Photo Credit: Ashley Buttle

Written by Michael Coren

Let them eat cake but don’t, whatever you do, actually bake it for them. In May, a Belfast court ruled that a young couple who owned a bakery and refused to make a cake decorated with a pro-gay marriage slogan had broken the law.A token fine was issued which the couple intends to appeal. The couple has become a hero to social conservatives.

The ruling was wrong because the people ordering the cake had asked for a directly political statement to be placed on it and surely we have a right to object to such a request whatever our politics. The ruling was also inevitable because Northern Ireland has legislation protecting members of any community in the profoundly divided region from being refused service.That was actually what enabled the whole case to happen.

But one wonders if the bakers in question would have had a different response if the cake in question were not political and merely for the marriage of two people of the same gender. It’s a delicate issue – rather like a cake really – because as much as businesses should not discriminate there should be some sort of protection for freedom of conscience. Yet there is also a palpable nonsense in all of this. Most of the similar cases internationally have involved refusal of hotel rooms for gay couples, rejecting gay women wanting wedding dresses for their special day, denial of photographic services and so on.

Yet while those refusing to serve gay customers have so far all been Christian, Jesus never even speaks of homosexuality but does strongly condemn divorce, in a culture where divorce was common and easy. But these devout bakers, hoteliers, dressmakers and photographers never refuse service to heterosexual couples who are divorced or who are living together.

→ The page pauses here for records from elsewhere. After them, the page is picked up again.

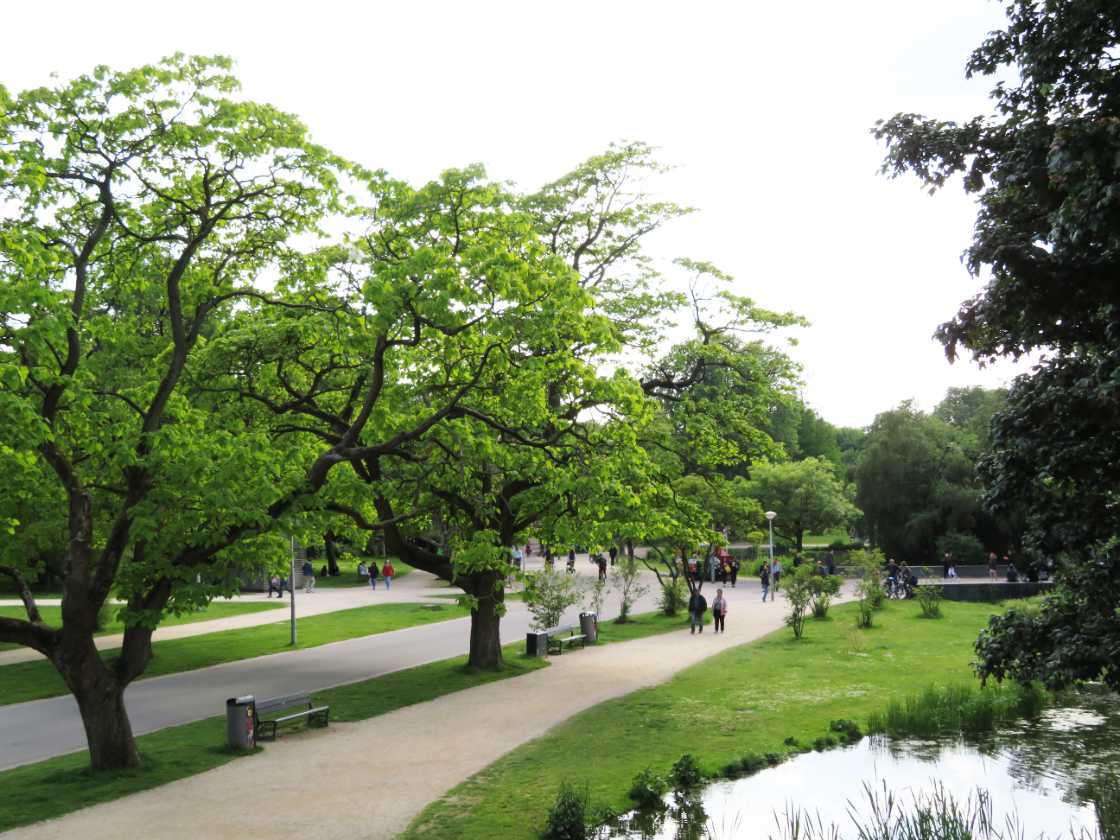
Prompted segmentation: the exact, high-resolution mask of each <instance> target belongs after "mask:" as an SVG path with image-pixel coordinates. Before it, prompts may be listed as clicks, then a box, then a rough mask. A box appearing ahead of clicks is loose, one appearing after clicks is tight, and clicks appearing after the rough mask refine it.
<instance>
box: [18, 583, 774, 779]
mask: <svg viewBox="0 0 1120 840" xmlns="http://www.w3.org/2000/svg"><path fill="white" fill-rule="evenodd" d="M584 566H585V567H586V563H585V564H584ZM581 571H584V569H581ZM413 573H414V575H423V572H419V571H417V572H413ZM648 582H650V584H651V586H650V590H651V591H650V594H647V595H646V596H645V597H644V598H643V599H642V601H640V603H638V605H636V607H635V609H636V610H642V609H652V608H654V596H653V590H654V589H655V586H653V584H655V582H656V581H655V580H653V577H652V576H650V580H648ZM749 585H750V584H749V582H747V581H741V582H740V587H743V586H749ZM755 586H757V584H755ZM713 594H715V589H711V590H710V591H708V590H707V587H706V595H708V597H709V599H710V598H711V597H712V595H713ZM616 601H617V596H615V597H612V598H610V599H609V600H608V603H607V605H605V608H604V616H603V617H604V619H608V618H612V617H614V616H615V615H617V603H616ZM507 606H508V613H507V614H506V615H505V617H504V618H503V619H502V643H503V644H508V643H511V642H515V641H519V640H523V638H524V637H525V633H526V632H528V629H529V624H530V616H529V614H528V610H526V609H525V606H524V605H523V604H521V603H519V601H511V603H508V605H507ZM578 613H579V609H578V608H572V609H571V610H569V613H568V614H567V615H566V616H564V620H566V622H571V623H575V622H578ZM469 626H470V619H469V618H458V619H454V620H448V622H439V623H437V624H429V625H424V626H420V627H409V628H405V629H400V631H393V632H390V633H381V634H377V635H374V636H365V637H362V638H353V640H348V641H346V642H336V643H333V644H328V645H320V646H318V647H311V648H308V650H304V651H292V652H290V653H278V654H272V655H269V656H260V657H256V659H250V660H240V661H237V662H228V663H225V664H222V665H214V666H213V668H206V669H200V670H197V671H188V672H184V673H178V674H169V675H167V676H157V678H153V679H150V680H139V681H137V682H134V683H132V684H131V685H130V687H129V688H128V689H127V690H125V693H124V700H125V704H127V706H128V710H129V718H130V720H131V721H132V731H133V732H134V734H137V735H143V734H146V732H152V731H156V730H158V729H164V728H165V727H169V726H178V725H180V724H188V722H192V721H194V720H202V719H204V718H208V717H213V716H215V715H222V713H224V710H225V701H226V699H227V698H231V697H239V696H242V694H254V696H255V697H259V698H272V697H281V696H284V694H296V693H302V692H314V691H318V690H321V689H326V688H330V687H334V685H342V684H345V683H351V682H358V681H362V680H368V679H371V678H373V676H380V675H382V674H386V673H391V672H393V671H400V670H402V669H407V668H412V666H416V665H421V664H424V663H428V662H436V661H438V660H444V659H448V657H451V656H459V655H464V654H465V653H466V652H467V644H468V638H469ZM85 747H86V740H85V730H84V729H83V727H82V718H81V716H80V715H78V710H77V703H76V702H75V701H74V699H73V697H71V696H66V697H56V698H50V699H47V700H36V701H32V702H27V703H15V704H11V706H3V707H0V769H8V768H10V767H16V766H19V765H21V764H30V763H32V762H39V760H43V759H44V758H50V757H53V756H57V755H64V754H66V753H74V752H77V750H82V749H85Z"/></svg>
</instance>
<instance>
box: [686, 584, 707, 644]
mask: <svg viewBox="0 0 1120 840" xmlns="http://www.w3.org/2000/svg"><path fill="white" fill-rule="evenodd" d="M707 612H708V599H707V598H704V597H703V596H702V595H700V590H699V589H693V590H692V595H691V596H690V597H689V627H690V628H691V631H692V633H693V634H694V633H696V632H697V627H699V628H700V632H701V633H703V614H704V613H707Z"/></svg>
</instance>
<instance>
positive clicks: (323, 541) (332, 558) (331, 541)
mask: <svg viewBox="0 0 1120 840" xmlns="http://www.w3.org/2000/svg"><path fill="white" fill-rule="evenodd" d="M323 542H324V544H325V545H326V551H327V572H328V573H329V575H330V577H333V578H337V577H338V576H339V575H342V571H339V569H338V549H337V547H336V545H335V535H334V534H324V535H323Z"/></svg>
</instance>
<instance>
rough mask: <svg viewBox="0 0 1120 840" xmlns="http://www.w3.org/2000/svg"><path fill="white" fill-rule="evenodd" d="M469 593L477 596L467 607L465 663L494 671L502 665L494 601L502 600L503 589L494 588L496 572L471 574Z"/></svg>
mask: <svg viewBox="0 0 1120 840" xmlns="http://www.w3.org/2000/svg"><path fill="white" fill-rule="evenodd" d="M472 577H473V578H474V580H473V581H472V582H473V586H472V587H470V591H472V595H474V596H475V597H476V598H478V606H477V607H476V608H475V609H472V610H470V653H469V655H468V656H467V665H468V666H469V668H477V669H479V670H482V671H497V670H498V669H501V668H502V665H503V661H502V635H501V632H500V631H501V622H502V619H501V616H498V613H497V608H498V604H501V603H502V600H503V599H504V590H503V589H496V588H495V585H496V584H497V582H498V581H500V580H501V576H498V573H497V572H493V571H491V572H485V573H480V575H474V576H472Z"/></svg>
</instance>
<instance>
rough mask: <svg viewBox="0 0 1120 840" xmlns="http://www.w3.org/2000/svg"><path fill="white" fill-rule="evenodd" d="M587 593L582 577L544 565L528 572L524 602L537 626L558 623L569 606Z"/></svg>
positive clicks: (534, 624) (535, 625) (570, 605)
mask: <svg viewBox="0 0 1120 840" xmlns="http://www.w3.org/2000/svg"><path fill="white" fill-rule="evenodd" d="M582 597H584V586H582V584H581V579H580V578H579V577H577V576H575V575H568V573H567V572H562V571H557V570H554V569H552V570H549V569H542V570H541V571H531V572H528V573H526V575H525V606H526V607H528V608H529V614H530V615H531V616H532V617H533V628H534V629H545V628H548V627H556V626H557V625H558V624H559V623H560V617H561V616H562V615H563V612H564V610H566V609H568V607H570V606H572V605H575V604H579V600H580V598H582Z"/></svg>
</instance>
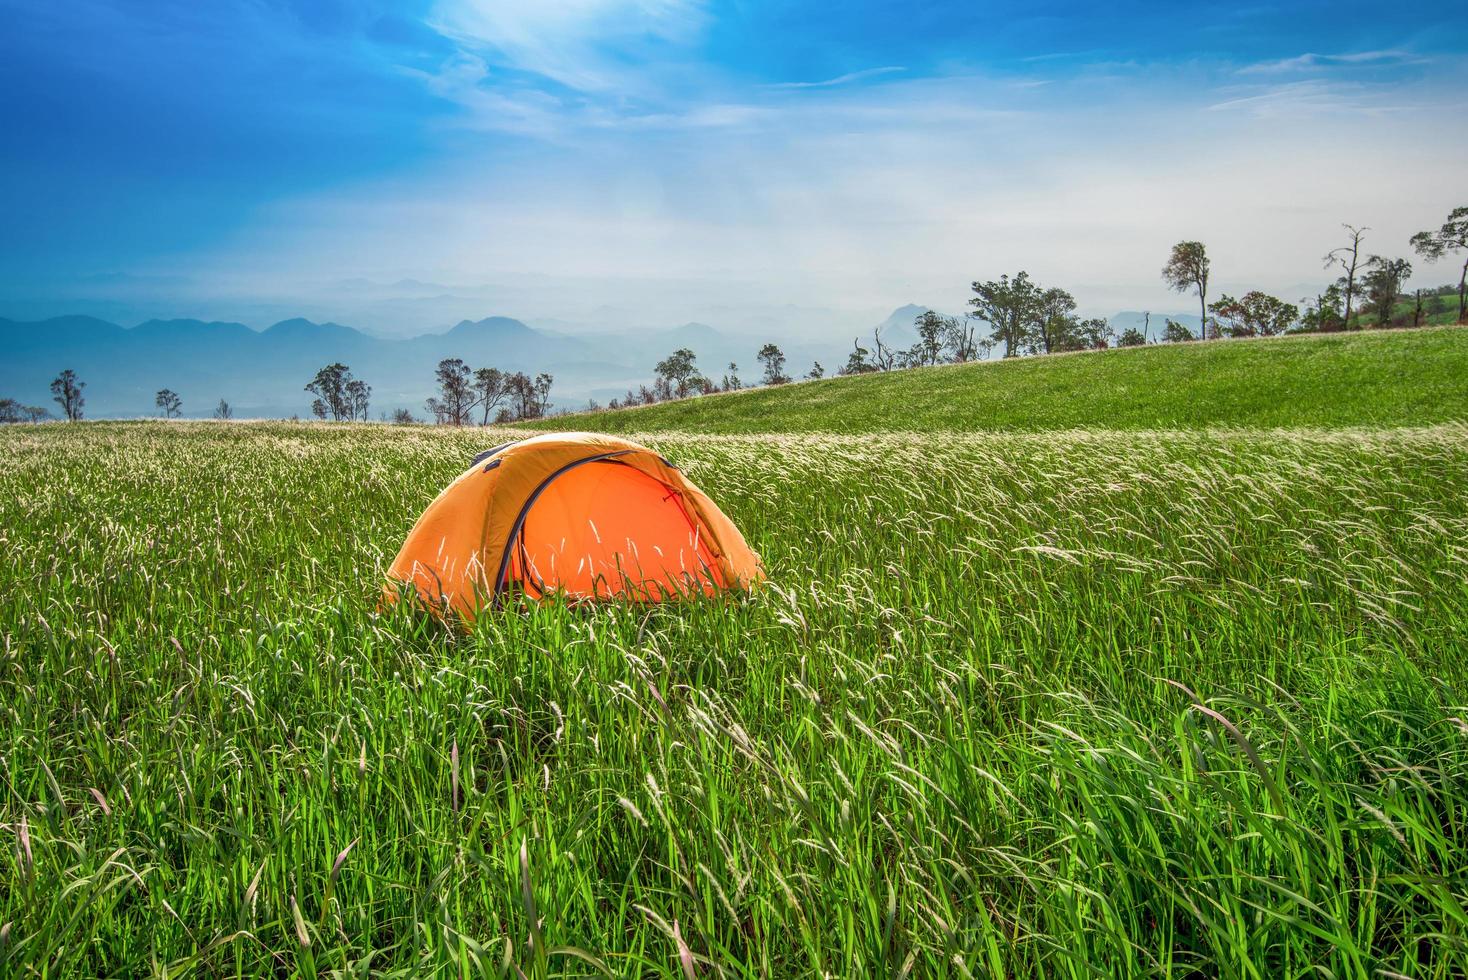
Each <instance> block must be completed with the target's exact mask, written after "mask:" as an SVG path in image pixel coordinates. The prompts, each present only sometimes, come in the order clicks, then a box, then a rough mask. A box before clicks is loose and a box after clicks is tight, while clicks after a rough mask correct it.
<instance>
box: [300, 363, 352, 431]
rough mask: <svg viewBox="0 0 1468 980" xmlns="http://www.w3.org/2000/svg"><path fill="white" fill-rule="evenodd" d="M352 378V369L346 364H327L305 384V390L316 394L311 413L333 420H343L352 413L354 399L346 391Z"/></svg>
mask: <svg viewBox="0 0 1468 980" xmlns="http://www.w3.org/2000/svg"><path fill="white" fill-rule="evenodd" d="M351 380H352V371H351V368H348V367H346V365H345V364H327V365H326V367H323V368H321V370H320V371H317V373H316V377H313V379H311V381H310V383H308V384H307V386H305V390H307V392H310V393H311V395H316V402H313V403H311V414H314V415H316V417H317V418H327V417H330V420H332V421H342V420H344V418H351V415H352V399H351V396H349V395H348V393H346V386H348V384H349V383H351Z"/></svg>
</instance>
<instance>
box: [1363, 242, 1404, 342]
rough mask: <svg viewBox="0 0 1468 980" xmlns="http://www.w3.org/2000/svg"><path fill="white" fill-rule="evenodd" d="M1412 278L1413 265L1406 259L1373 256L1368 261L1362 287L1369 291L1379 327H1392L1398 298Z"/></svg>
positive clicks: (1371, 304)
mask: <svg viewBox="0 0 1468 980" xmlns="http://www.w3.org/2000/svg"><path fill="white" fill-rule="evenodd" d="M1411 277H1412V263H1409V261H1406V260H1405V258H1383V257H1381V255H1373V257H1371V258H1368V260H1367V273H1365V276H1364V277H1362V279H1361V285H1362V286H1365V289H1367V299H1368V301H1370V302H1371V311H1373V312H1374V314H1376V318H1377V326H1381V327H1389V326H1392V310H1393V307H1396V299H1398V296H1400V295H1402V283H1405V282H1406V280H1408V279H1411Z"/></svg>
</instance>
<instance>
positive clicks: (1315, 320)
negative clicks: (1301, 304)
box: [1299, 283, 1345, 333]
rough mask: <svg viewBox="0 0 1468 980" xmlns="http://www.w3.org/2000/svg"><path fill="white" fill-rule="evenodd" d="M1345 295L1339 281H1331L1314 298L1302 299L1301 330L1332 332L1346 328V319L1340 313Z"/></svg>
mask: <svg viewBox="0 0 1468 980" xmlns="http://www.w3.org/2000/svg"><path fill="white" fill-rule="evenodd" d="M1343 295H1345V293H1343V290H1342V288H1340V285H1339V283H1330V285H1329V286H1326V290H1324V292H1321V293H1318V295H1317V296H1315V298H1314V299H1309V298H1307V299H1301V304H1304V310H1302V312H1301V315H1299V330H1301V332H1302V333H1330V332H1333V330H1342V329H1345V320H1343V318H1342V315H1340V304H1342V298H1343Z"/></svg>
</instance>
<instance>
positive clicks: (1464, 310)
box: [1412, 207, 1468, 323]
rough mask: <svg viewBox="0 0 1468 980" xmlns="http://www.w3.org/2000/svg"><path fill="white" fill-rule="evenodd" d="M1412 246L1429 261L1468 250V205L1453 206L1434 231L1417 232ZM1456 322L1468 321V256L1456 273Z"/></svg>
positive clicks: (1430, 262)
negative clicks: (1463, 262) (1457, 278)
mask: <svg viewBox="0 0 1468 980" xmlns="http://www.w3.org/2000/svg"><path fill="white" fill-rule="evenodd" d="M1412 248H1414V249H1415V251H1417V254H1418V255H1421V257H1422V258H1425V260H1427V261H1430V263H1436V261H1437V260H1440V258H1443V257H1445V255H1450V254H1453V252H1462V251H1468V207H1455V208H1453V210H1452V213H1449V216H1447V220H1446V222H1443V226H1442V227H1440V229H1437V230H1436V232H1418V233H1417V235H1414V236H1412ZM1458 323H1468V258H1465V260H1464V267H1462V271H1459V273H1458Z"/></svg>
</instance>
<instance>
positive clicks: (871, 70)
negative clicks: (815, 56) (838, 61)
mask: <svg viewBox="0 0 1468 980" xmlns="http://www.w3.org/2000/svg"><path fill="white" fill-rule="evenodd" d="M904 70H907V69H904V67H903V66H901V65H884V66H882V67H866V69H862V70H860V72H847V73H846V75H837V76H835V78H828V79H824V81H819V82H778V84H775V85H771V87H769V88H832V87H835V85H849V84H851V82H859V81H862V79H866V78H876V76H878V75H891V73H894V72H904Z"/></svg>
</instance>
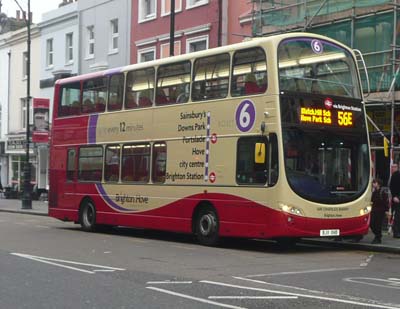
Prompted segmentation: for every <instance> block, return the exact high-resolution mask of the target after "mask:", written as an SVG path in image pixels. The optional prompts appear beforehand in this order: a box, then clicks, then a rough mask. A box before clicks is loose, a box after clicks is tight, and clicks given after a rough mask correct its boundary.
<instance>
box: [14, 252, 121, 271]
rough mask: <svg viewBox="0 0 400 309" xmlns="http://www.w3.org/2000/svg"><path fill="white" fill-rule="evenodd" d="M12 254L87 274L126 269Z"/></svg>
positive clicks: (41, 256) (120, 270)
mask: <svg viewBox="0 0 400 309" xmlns="http://www.w3.org/2000/svg"><path fill="white" fill-rule="evenodd" d="M10 254H11V255H16V256H19V257H22V258H26V259H30V260H33V261H37V262H42V263H45V264H50V265H54V266H58V267H62V268H67V269H71V270H76V271H80V272H83V273H87V274H95V273H96V272H99V271H116V270H120V271H123V270H125V269H124V268H117V267H110V266H103V265H96V264H88V263H80V262H74V261H67V260H59V259H52V258H47V257H42V256H34V255H29V254H23V253H10ZM55 262H58V263H55ZM61 263H63V264H61ZM64 264H71V265H81V266H87V267H91V268H96V269H94V270H92V271H90V270H86V269H82V268H78V267H72V266H68V265H64ZM97 268H100V269H97Z"/></svg>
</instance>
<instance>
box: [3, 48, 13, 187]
mask: <svg viewBox="0 0 400 309" xmlns="http://www.w3.org/2000/svg"><path fill="white" fill-rule="evenodd" d="M7 55H8V72H7V80H8V85H7V134H8V133H10V93H11V85H10V77H11V50H9V51H8V52H7ZM7 140H8V138H7V139H6V144H5V145H4V147H5V148H6V147H7ZM6 160H7V164H6V166H7V171H6V179H7V185H8V184H9V183H10V179H9V178H8V176H9V169H10V160H9V156H6ZM3 188H4V185H3Z"/></svg>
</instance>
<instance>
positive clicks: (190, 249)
mask: <svg viewBox="0 0 400 309" xmlns="http://www.w3.org/2000/svg"><path fill="white" fill-rule="evenodd" d="M171 247H175V248H178V249H185V250H192V251H195V250H196V248H191V247H186V246H178V245H172V246H171Z"/></svg>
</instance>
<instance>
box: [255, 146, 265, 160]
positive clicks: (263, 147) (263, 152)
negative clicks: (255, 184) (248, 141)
mask: <svg viewBox="0 0 400 309" xmlns="http://www.w3.org/2000/svg"><path fill="white" fill-rule="evenodd" d="M254 163H265V144H264V143H256V144H255V149H254Z"/></svg>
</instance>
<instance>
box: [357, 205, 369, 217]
mask: <svg viewBox="0 0 400 309" xmlns="http://www.w3.org/2000/svg"><path fill="white" fill-rule="evenodd" d="M370 212H371V206H366V207H364V208H363V209H360V215H361V216H364V215H366V214H369V213H370Z"/></svg>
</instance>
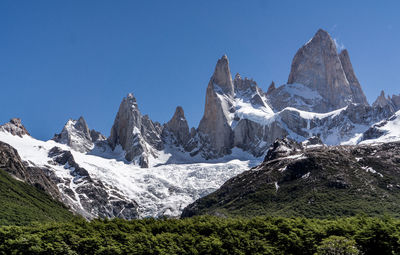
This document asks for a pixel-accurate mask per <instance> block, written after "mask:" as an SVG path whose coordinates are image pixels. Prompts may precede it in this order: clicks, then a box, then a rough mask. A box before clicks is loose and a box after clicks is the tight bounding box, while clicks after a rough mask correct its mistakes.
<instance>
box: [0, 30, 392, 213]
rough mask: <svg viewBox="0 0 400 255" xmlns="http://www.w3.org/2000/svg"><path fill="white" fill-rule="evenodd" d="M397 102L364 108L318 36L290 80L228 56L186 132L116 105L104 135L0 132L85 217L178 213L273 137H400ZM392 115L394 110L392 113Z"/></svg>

Of the 200,000 words in The New Testament a mere 40 refer to same- sex attraction and many question the genuine meaning of the references. So this is about something other than faith. We would be incredulous if a bakery refused service to an inter-racial couple, for example, and while the parallel is not exact, it certainly feels that way if you’re gay.

If people genuinely follow Christ, they will try to imagine how they feel and have felt after centuries of discrimination and abuse. Many Christians claim that they act only out of love but if that is so, it seems to take on a bewildering shape.Where there is love there is God, where there is God there is love. Spend time with gay couples or, as I did recently, in a church that caters principally to gay people, and you will experience God and love in abundance.

There is even more hypocrisy if we search a little deeper. The issue of withholding service to gay people and gay couples has suddenly become to some people a cause of freedom and free speech. But many of these new zealots said nothing up to now when their opponents were silenced and certainly did not speak up for gay men and women who in the past were denied basic liberties.The truth is that for generations and even now to a very large extent conservative Christians, Catholic as well as evangelical, refuse to recognize and deal with their intolerance. The time to do so is long overdue.

To its great credit, this country has developed a new, liberal and loving response to these issues and Canada has grown, matured and prospered as a result. Christianity and Christians should be opening the door to such change, not be dragged through it screaming and protesting. As for what Jesus would do, the answer is simple: He’d bake the cake and then proceed with preaching the Gospel of love, charity, forgiveness and joy. The icing on this story is that history is on the side of the good guys and that genuine equality is only a matter of time.